Zieria chevalieri
- Conservation status: Endangered (IUCN 3.1)

Scientific classification
- Kingdom: Plantae
- Clade: Tracheophytes
- Clade: Angiosperms
- Clade: Eudicots
- Clade: Rosids
- Order: Sapindales
- Family: Rutaceae
- Genus: Zieria
- Species: Z. chevalieri
- Binomial name: Zieria chevalieri Virot

= Zieria chevalieri =

- Genus: Zieria
- Species: chevalieri
- Authority: Virot
- Conservation status: EN

Species of flowering plant

Zieria chevalieri is an endangered species of flowering plant in the family Rutaceae. It is endemic to Mount Kaala in New Caledonia.

==Description==
Zieria chevalieri is a shrub 30–75 cm tall, sparsely branched with scars from fallen leaves. Leaves are whorled and condensed at the end of branches in groups of 3 or 4, are 4–5 cm long and 0.2 cm wide with short, scattered hairs on the dorsal surface. The ventral surface is light green with dense hairs and a slightly prominent midrib. The margins are slightly recurved, the apex is pointed and the base is tapered into a slender petiole.

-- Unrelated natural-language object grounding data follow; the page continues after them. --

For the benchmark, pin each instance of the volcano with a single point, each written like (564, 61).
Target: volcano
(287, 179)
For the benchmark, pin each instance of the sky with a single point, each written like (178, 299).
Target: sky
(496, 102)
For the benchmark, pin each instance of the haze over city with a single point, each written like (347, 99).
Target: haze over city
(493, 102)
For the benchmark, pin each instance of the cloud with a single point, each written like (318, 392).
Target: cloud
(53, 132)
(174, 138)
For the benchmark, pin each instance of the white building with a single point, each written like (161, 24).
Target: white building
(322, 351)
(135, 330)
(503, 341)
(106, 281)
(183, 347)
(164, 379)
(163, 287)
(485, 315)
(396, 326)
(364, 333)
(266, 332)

Flowers are borne on axillary inflorescences with 2–7 flowers each. Petals are white or slightly pink, 5 mm long with very slight indumentum. The peduncle is 2 cm long and the pedicel is 7 mm long, covered with reddish hairs and with two narrow, triangular bracteoles at the base. The four sepals are fused at the base and covered in reddish hairs. The four stamens have hairy filaments and the ovary is globose with four lobes.

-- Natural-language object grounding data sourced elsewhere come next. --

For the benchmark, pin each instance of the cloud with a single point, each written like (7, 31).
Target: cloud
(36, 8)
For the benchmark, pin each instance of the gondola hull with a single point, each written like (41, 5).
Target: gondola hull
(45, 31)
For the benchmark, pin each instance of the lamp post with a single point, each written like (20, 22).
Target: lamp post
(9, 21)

Fruit is a capsule with four subunits (often with 1–3 aborted), 6 mm wide and 2.5 mm long, opened by 2 valves which usually contain a single black, oblong seed, 1.5 mm wide and 3 mm long.

It is distinct in that its leaves are arranged in whorls of 3 or 4, whereas Australian Zieria species leaves are arranged oppositely and are almost always trifoliate.

==Taxonomy==
Zieria chevalieri was first formally described in 1953 by Robert Virot in Mémoires du Muséum national d'histoire naturelle. Série B, Botanique. The specific epithet honours French botanist Auguste Chevalier.

==Distribution and habitat==
This species is known only from a small population on Mount Kaala in north-western New Caledonia. It grows in humid forest and shrubland ultramafic substrate at elevations of 40–970 m above sea level. It is known from 6 subpopulations and has an estimated extent of occurrence (EOO) and area of occupancy (AOO) of only 12 km2.

==Conservation==
Zieria chevalieri is listed as endangered on the IUCN Red List of Threatened Species, with its assessment done in 2015 and published in 2020. It is primarily threatened by degradation of its habitat as a result of nickel mining on Mount Kaala. Mining pressure in New Caledonia has been increasing, with 164,000 metric tons of nickel produced in 2013, 186,000 in 2015 and 231,000 in 2023. It is also threatened by bushfires at lower altitudes, although at the time the species assessment was published, it did not seem to be affected.

This species is legally protected under the North Province in New Caledonia. In partnership in 2015 with the New Caledonian Agronomic Institute, research and conservation work on the species was conducted. This included monitoring, propagation tests, collecting cuttings and studying genetics. Propagation through cuttings was largely unsuccessful, with a 95% mortality rate of specimens.

The species does not occur in any protected areas and its population size remains unknown, though it seems to form dense subpopulations.